The 33,000-year journey from wolf to dog changed our canine companions in many ways, making them more suited to the hearth than the forest. A key aspect has been growing ever more adorable in our eyes. New research reveals how the spread of a single muscle may have played on our love for their puppy eyes.
There's no question most humans are suckers for puppy-eyed dogs. Two years ago, Dr Juliane Kaminski of the University of Portsmouth demonstrated that our so-called best friends have identified our weakness and use their facial expressions to pull at our heart strings. Those big eyes, showing of tongues, and vocalizations all happen more when humans are around than when dogs are being filmed with hidden cameras. They might want you to think they just can't hide how they're feeling, but dogs may be master manipulators, putting it on to win our love or food.
Kaminski has since turned her attention to how this trait evolved. In Proceedings of the National Academy of Sciences, she reports on the occurrence of the levator anguli oculi medialis (LAOM), the muscle that raises the inner eyebrow as part of a facial movement dogs have perfected.
“The movement makes the eyes appear bigger, hence more infant-like and potentially more appealing to humans,” the paper notes. “This inner brow raise also resembles a facial movement humans produce when they are sad, potentially eliciting a nurturing response from humans.”

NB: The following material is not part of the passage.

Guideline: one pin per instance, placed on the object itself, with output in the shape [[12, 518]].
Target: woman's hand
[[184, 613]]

Although wolves' and dogs' facial muscles are similar in other ways, Kaminski found the (LAOM) is “routinely present in dogs”. Wolves, on the other hand, usually have scant muscle fibers at this location, surrounded by connective tissue. A sample of dogs in shelters found they most frequently used their LAOM to make their eyes look bigger when approached by unfamiliar people. Wolves in wildlife parks sometimes show similar facial expressions, but less often and with much lower intensity.

As Kaminski points out, human-dog facial interaction has played a major part in the development of this important bond. Dogs have been shown to make eye contact with humans when they hit a problem they can't solve. Staring into each other's eyes produces an oxytocin feedback loop between humans and dogs, similar to the one between mothers and newborn children, which doesn't occur with wolves.
Although much of this shift can be attributed to behavioral changes, Kaminski argues that dogs with the capacity to raise their eyebrows and make their eyes look larger hijacked humans' caregiving response to our own young. Dogs that raise their eyebrows frequently are more likely to be rehomed from shelters than those that do not. This has probably represented an evolutionary advantage for thousands of years, and led those with the capacity to dominate the symbiosis-with-humans evolutionary niche, at least until cats provided competition.